Re: [PATCH 0/3] vmsplice: make vmsplice a trivial wrapper for preadv2/pwritev2
From: Christian Brauner
Date: Wed Jun 03 2026 - 09:52:59 EST
On Wed, Jun 03, 2026 at 08:45:18AM +0200, Christian Brauner wrote:
> On Tue, Jun 02, 2026 at 09:20:13PM -0700, Linus Torvalds wrote:
> > On Tue, 2 Jun 2026 at 20:51, Andy Lutomirski <luto@xxxxxxxxxxxxxx> wrote:
> > >
> > > Am I understanding correctly that this will completely break zerocopy
> > > sendfile?
> >
> > Very much, yes.
> >
> > And it's worth making it very very clear that ABSOLUTELY NONE of the
> > recent big security bugs were in splice.
> >
> > They were all in the networking and crypto code that just didn't deal
> > with shared data correctly.
> >
> > So in that sense, it's a bit sad to discuss castrating splice.
>
> Well, we're completely ignoring the fact that splice()'s locking and
> interactions with pipe_lock() are complete insanity. So unless someone
> sits down and really thinks about how to rework the locking I think
> degrading splice() is just fine.
>
> > But it's probably still the right thing to at least try.
>
> Yes.
>
> > I just suspect we'll never get real answers without going the "let's
> > just see what happens" route...
>
> Yes.
Reading this thread again I'm really amazed how willingly people argue
to remain locked into a really broken API even if they're giving a risk
but worthwhile chance to kill it for good. Anway, odd-userspace behavior
time:
David reported vmsplice01 failing in the LTP testsuite after the change:
11297 20:41:02.548383 <LAVA_SIGNAL_STARTTC vmsplice01>
11298 20:41:02.548518 tst_tmpdir.c:316: TINFO: Using /tmp/LTP_vmsZ13ZQj as tmpdir (tmpfs filesystem)
11299 20:41:02.548656 tst_test.c:2047: TINFO: LTP version: 20260130
11300 20:41:02.548793 tst_test.c:2050: TINFO: Tested kernel: 7.1.0-rc6-next-20260602 #1 SMP PREEMPT Tue Jun 2 18:13:29 UTC 2026 aarch64
11301 20:41:02.548932 tst_kconfig.c:88: TINFO: Parsing kernel config '/proc/config.gz'
11302 20:41:02.549069 tst_test.c:1875: TINFO: Overall timeout per run is 0h 01m 30s
11303 20:41:02.549205 tst_test.c:1632: TINFO: tmpfs is supported by the test
11304 20:41:02.549340 Test timeouted, sending SIGKILL!

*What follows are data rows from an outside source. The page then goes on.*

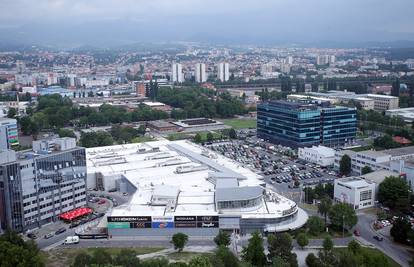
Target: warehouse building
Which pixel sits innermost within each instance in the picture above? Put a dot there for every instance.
(182, 187)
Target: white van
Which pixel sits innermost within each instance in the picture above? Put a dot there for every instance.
(71, 240)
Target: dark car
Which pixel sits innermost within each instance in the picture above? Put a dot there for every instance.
(31, 235)
(61, 230)
(378, 238)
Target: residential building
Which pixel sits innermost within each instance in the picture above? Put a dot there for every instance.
(200, 73)
(384, 102)
(37, 186)
(140, 89)
(223, 73)
(301, 124)
(8, 133)
(407, 114)
(177, 73)
(321, 155)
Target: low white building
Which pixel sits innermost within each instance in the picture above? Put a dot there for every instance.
(356, 191)
(321, 155)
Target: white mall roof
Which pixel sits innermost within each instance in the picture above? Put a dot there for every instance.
(152, 168)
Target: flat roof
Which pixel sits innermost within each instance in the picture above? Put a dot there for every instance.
(182, 168)
(238, 193)
(395, 152)
(354, 182)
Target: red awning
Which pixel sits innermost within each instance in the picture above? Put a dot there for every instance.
(76, 213)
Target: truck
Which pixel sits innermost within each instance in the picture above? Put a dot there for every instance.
(71, 240)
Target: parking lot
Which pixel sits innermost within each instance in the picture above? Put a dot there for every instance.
(277, 164)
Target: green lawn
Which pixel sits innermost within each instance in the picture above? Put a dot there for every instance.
(141, 139)
(184, 256)
(240, 123)
(65, 256)
(180, 136)
(377, 252)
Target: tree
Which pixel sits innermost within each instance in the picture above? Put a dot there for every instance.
(280, 245)
(345, 165)
(127, 258)
(400, 230)
(366, 169)
(199, 261)
(315, 225)
(222, 239)
(393, 192)
(342, 215)
(101, 257)
(279, 262)
(179, 240)
(210, 137)
(198, 138)
(95, 139)
(226, 257)
(354, 247)
(14, 251)
(327, 256)
(232, 134)
(324, 207)
(11, 113)
(312, 260)
(254, 252)
(66, 133)
(82, 259)
(302, 240)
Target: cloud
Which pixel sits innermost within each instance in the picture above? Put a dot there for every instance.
(294, 20)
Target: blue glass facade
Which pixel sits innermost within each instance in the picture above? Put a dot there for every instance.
(305, 124)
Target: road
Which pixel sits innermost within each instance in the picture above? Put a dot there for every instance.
(396, 252)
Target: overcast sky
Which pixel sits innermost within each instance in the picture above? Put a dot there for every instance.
(237, 21)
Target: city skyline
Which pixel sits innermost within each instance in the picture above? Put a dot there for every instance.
(109, 23)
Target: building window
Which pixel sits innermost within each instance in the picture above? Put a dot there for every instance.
(365, 195)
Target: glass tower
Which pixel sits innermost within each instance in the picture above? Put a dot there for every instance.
(299, 124)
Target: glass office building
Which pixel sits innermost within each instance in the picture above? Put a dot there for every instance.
(37, 186)
(299, 124)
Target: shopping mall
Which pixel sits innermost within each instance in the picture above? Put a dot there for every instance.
(178, 186)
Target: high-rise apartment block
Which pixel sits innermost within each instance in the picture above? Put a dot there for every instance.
(8, 133)
(177, 73)
(301, 124)
(223, 72)
(37, 186)
(200, 73)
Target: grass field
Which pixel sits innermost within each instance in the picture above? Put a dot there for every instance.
(64, 257)
(141, 139)
(240, 123)
(375, 251)
(184, 256)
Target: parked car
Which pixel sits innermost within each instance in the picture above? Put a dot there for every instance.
(378, 238)
(31, 235)
(357, 233)
(49, 235)
(71, 240)
(61, 230)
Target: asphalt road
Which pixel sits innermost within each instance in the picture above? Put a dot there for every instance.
(397, 252)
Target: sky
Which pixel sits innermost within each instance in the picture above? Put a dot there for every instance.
(118, 22)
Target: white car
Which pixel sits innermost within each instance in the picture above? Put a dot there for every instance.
(71, 240)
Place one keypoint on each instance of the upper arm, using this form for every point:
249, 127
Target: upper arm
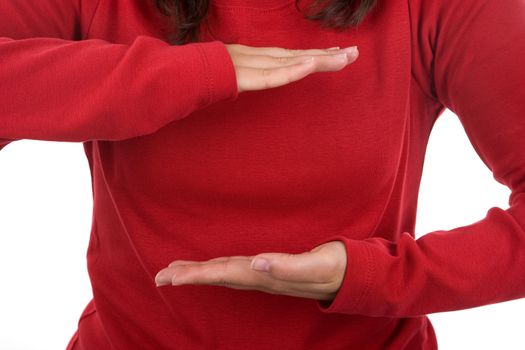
473, 52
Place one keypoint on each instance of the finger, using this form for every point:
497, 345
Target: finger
224, 272
277, 51
235, 272
323, 62
258, 79
305, 267
188, 262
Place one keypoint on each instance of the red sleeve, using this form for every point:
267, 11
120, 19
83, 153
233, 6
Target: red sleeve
57, 87
477, 49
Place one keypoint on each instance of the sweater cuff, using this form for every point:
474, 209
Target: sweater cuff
221, 76
358, 277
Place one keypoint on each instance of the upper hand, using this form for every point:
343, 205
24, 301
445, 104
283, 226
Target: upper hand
316, 274
258, 68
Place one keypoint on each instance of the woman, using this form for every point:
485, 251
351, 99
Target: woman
283, 201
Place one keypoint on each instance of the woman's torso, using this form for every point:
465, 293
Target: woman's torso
274, 170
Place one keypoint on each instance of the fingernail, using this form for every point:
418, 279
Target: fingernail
340, 56
308, 59
260, 264
160, 280
350, 51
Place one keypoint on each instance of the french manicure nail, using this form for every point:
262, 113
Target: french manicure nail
350, 51
340, 56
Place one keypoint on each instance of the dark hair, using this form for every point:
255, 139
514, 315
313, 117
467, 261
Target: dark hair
186, 15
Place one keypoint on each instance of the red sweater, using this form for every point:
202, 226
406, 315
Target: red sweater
184, 167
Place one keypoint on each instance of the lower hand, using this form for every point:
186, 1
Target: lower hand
316, 274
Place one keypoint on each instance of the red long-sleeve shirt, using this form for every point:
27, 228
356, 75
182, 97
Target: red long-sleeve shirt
184, 167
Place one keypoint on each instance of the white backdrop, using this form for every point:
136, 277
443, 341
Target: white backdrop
45, 219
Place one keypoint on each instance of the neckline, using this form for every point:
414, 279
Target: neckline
266, 5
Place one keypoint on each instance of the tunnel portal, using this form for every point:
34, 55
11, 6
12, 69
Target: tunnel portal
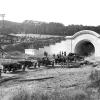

11305 20:41:02.549477 tst_test.c:1947: TINFO: If you are running on slow machine, try exporting LTP_TIMEOUT_MUL > 1
11306 20:41:02.549614 tst_test.c:1949: TBROK: Test killed! (timeout?)
11307 20:41:02.549751
11308 20:41:02.549887 Summary:
11309 20:41:02.550021 passed 0
11310 20:41:02.550155 failed 0
11311 20:41:02.550290 broken 1
11312 20:41:02.550450 skipped 0
11313 20:41:02.550582 warnings 0
11314 20:41:02.550710
11315 20:41:02.550838 <LAVA_SIGNAL_ENDTC vmsplice01>
So I looked at the test:
while (v.iov_len) {
/*
* in a real app you'd be more clever with poll of course,
* here we are basically just blocking on output room and
* not using the free time for anything interesting.
*/
if (poll(&pfd, 1, -1) < 0)
tst_brk(TBROK | TERRNO, "poll() failed");
written = vmsplice(pipes[1], &v, 1, 0);
if (written < 0) {
tst_brk(TBROK | TERRNO, "vmsplice() failed");
} else {
if (written == 0) {
break;
} else {
v.iov_base += written;
v.iov_len -= written;
}
}
SAFE_SPLICE(pipes[0], NULL, fd_out, &offset, written, 0);
//printf("offset = %lld\n", (long long)offset);
}
Prior to the change add_to_pipe() returns -EAGAIN the moment the pipe is
full. So iter_to_pipe stops and returns a partial count capped at pipe
capacity. For a 128K buffer over a 64K pipe the first call returns 64K,
the test drains it, call 2 returns the remaining 64K. Done.
After this change do_writev(... flags & SPLICE_F_NONBLOCK ? RWF_NOWAIT :
0) then calls pipe_write which does not stop when the pipe fills. It
blocks until the entire iovec is consumed.
I kinda think we need to preserve similar semantics.